1Macro, tokens size: 11, lines [1, 2, 3, 4]
2MacroExpand, tokens size: 2, lines [5]
3Assignment, tokens size: 3, lines [2, 5]
4IAssign, tokens size: 3, lines [3, 0]
5MacroExpand, tokens size: 2, lines [6]
6Assignment, tokens size: 3, lines [2, 6]
7IAssign, tokens size: 3, lines [3, 0]

Zooming into one expansion to show parameters and substitutions:

1MacroExpand, tokens size: 2, lines [5]
2Identifier(name=foo, line=5, column=12) Number "66" 5:16
3Assignment, tokens size: 3, lines [2, 5]
4Register(register=v0, line=2, column=16) Assignment(line=2, column=19) Number "66" 5:16
5IAssign, tokens size: 3, lines [3, 0]
6Register(register=i, line=3, column=16) Assignment(line=3, column=18) Number "1" 0:0

Example: catching errors (and continuing)

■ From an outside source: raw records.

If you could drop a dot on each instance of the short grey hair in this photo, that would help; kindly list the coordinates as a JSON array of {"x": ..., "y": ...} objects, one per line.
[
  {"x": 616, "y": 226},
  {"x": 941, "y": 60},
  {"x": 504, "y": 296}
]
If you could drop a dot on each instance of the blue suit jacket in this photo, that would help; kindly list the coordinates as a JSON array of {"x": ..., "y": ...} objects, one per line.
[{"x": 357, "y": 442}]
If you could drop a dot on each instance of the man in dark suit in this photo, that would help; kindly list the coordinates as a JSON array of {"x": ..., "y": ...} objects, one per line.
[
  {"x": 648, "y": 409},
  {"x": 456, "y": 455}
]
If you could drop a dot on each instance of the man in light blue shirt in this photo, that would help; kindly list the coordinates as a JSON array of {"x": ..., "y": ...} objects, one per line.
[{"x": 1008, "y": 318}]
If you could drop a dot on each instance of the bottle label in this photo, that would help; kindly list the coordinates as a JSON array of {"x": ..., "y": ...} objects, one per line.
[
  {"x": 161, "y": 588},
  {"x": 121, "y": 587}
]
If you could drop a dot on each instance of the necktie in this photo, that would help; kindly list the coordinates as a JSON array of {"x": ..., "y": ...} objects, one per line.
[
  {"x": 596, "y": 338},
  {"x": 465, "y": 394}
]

If we pass the wrong type and then forget an argument:

:macro foo SIZE {
    v0 := SIZE
    i := CALLS
}
foo "hello"
foo

The parser emits errors but continues analysis so the user gets multiple helpful messages in one run:

1MacroExpand, tokens size: 2, lines [5]
2Identifier(name=foo, line=5, column=0) String "hello" 5:4
3Error, tokens size: 4, lines [2, 5]
4Register(register=v0, line=2, column=4) Assignment(line=2, column=7) String "hello" 5:4 Error "Expected Register, Identifier, Number or Key" 5:4
5IAssign, tokens size: 3, lines [3, 0]
6Register(register=i, line=3, column=4) Assignment(line=3, column=6) Number "1" 0:0
7Error, tokens size: 3, lines [6]
8Identifier(name=foo, line=6, column=0) Error "Unexpected end of program" 6:0 Error "Error parsing macro foo" 6:0

The first macro expansion fails because a String can’t be assigned to a register. The second fails because the invocation is incomplete.

The one exception

One example file didn’t parse on the first try: caveexplorer.8o, line 222. A label happens to use the name exit, which is a SuperChip‑8 keyword. It’s a fun edge case—and also a nice sign that the project is far enough along to surface real, actionable issues from real programs. Real code is already producing real feedback.

Lessons learned

• Fail fast at the character level, fail friendly at the syntax level.
• Keep tokens rich: line/column and literal values make downstream errors precise.
• Make macros first‑class in the parser: preserve context for better diagnostics and assembly.
• Small language, simple parser: lean into Octo’s linearity and constraints.
• Real code > synthetic tests: example suites flush out keyword/name collisions and corner cases.

What’s next

• Wire the tokenizer and parser into the editor for live diagnostics.
• Build the assembler so Octo programs can run end‑to‑end.
• Add debugging tools in the IDE: state inspection, breakpoints, step/run, and register/memory views.

Still plenty to do, but Nachos is now producing real value—and that’s delicious.